By Michele Munz
The St. Louis Post-Dispatch
ST. LOUIS — Outfitting St. Louis ambulances with machines that save precious minutes for heart attack patients would be one of Helen Sandkuhl’s biggest accomplishments in her 36-year-career as an emergency room nurse — ranking with saving a newborn’s life and comforting a scared family member.
Her campaign started three years ago, when St. Louis Fire Department chief of paramedics Monroe Yancie asked for her help in getting new electrocardiographs — known as EKGs — devices that measure heart rhythms. Sandkuhl is the director of emergency nursing at St. Louis University Hospital, where the paramedics transport a chunk of their patients.
The department’s machines are antiquated, Yancie said. They break. The waves and intervals are fuzzy and difficult to read. Paramedics must call the emergency room with their best interpretation, which leaves doctors and nurses unable to fully prepare for a patient’s arrival.
New ones would provide a more precise picture. They would transmit graphs directly to emergency staff and even the cardiologist’s smart phone. The patient could bypass several steps in the busy emergency room and go straight to surgery, where a team would be ready, knowing exactly what part of the heart was suffering.

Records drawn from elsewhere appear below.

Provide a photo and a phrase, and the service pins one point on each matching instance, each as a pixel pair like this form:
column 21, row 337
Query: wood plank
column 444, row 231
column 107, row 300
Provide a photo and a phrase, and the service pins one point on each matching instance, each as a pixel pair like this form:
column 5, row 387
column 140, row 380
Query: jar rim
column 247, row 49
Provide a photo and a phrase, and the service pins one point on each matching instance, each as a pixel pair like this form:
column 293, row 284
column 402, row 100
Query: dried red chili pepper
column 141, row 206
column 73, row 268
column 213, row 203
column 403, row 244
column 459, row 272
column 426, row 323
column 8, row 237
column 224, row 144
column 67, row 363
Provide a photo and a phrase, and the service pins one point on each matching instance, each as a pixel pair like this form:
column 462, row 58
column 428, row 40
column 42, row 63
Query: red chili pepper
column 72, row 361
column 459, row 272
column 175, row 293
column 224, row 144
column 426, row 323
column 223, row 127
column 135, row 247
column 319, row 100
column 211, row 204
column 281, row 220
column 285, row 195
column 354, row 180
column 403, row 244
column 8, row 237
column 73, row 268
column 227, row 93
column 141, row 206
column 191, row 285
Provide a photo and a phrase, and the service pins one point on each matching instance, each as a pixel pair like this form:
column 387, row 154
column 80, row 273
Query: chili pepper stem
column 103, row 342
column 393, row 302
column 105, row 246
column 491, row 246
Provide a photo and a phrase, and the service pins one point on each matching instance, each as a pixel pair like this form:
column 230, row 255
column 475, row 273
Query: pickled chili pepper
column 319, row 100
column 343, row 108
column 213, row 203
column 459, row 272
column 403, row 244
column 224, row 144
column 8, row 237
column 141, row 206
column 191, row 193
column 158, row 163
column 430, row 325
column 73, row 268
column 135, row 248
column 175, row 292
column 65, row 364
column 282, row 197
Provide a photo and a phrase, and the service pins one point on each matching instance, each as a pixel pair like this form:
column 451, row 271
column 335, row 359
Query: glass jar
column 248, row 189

“Time is muscle,” says Dr. Michael Lim, SLU Hospital’s chief of cardiology. “A heart attack means that area of tissue is deprived of blood and nutrient. If it’s not restored in a short period of time. That muscle will die.”
The cost for new machines in each of the 13 ambulances and training to use them? About $325,000 — just too much for the cash-strapped department, Yancie said.
He found a sympathetic ear in Sandkuhl, 57, who worked at the former City Hospital, Homer G. Phillips Hospital in north St. Louis and St. Mary’s Hospital in East St. Louis. She knows what it’s like to work with limited resources.
“We have paramedics wanting to do the best job they can, and this will help them do it,” she said.
The for-profit hospital couldn’t raise the money. So Sandkuhl turned to the local chapter of the Missouri Emergency Nurses Association, of which she is now president. The chapter has raised small amounts of money for education efforts, but never anything like this. With the group’s blessing, Sandkuhl joined forces with Lim and led the charge to get donors. They did not make much headway.
However, they kept searching, knowing the importance. More than 50 percent of the city’s residents are African-Americans, who have a 25 percent higher death rate than whites when it comes to the three biggest killers — heart attack, cancer and stroke. Half of all stroke and heart attack patients are first treated by paramedics. All hospitals used by city paramedics, not just SLU, would benefit.
Then, “like a miracle,” Sandkuhl said, they heard from Kelly Chase with the St. Louis Blues Alumni Association and owner of the St. Louis Bandits, a junior hockey league team. The groups wanted to donate the proceeds from alumni and Bandits games to be played Nov. 20. For various prices, fans can also play in a game, drive the Zamboni, even sing the national anthem.
Said Chase, “When we choose things to support through Blues Alumni and the St. Louis Bandits, we want to make sure that we are trying to do something to benefit as many people as we can in the community.”
At every Blues home game the past month, Sandkuhl has staffed a booth, asking hockey fans to buy tickets to the event.
Yancie and his fellow paramedics appreciate her efforts: “Helen was the first one to take the bull by the horns and really try to help us out. She loves EMS, and she knows what’s best for the community.”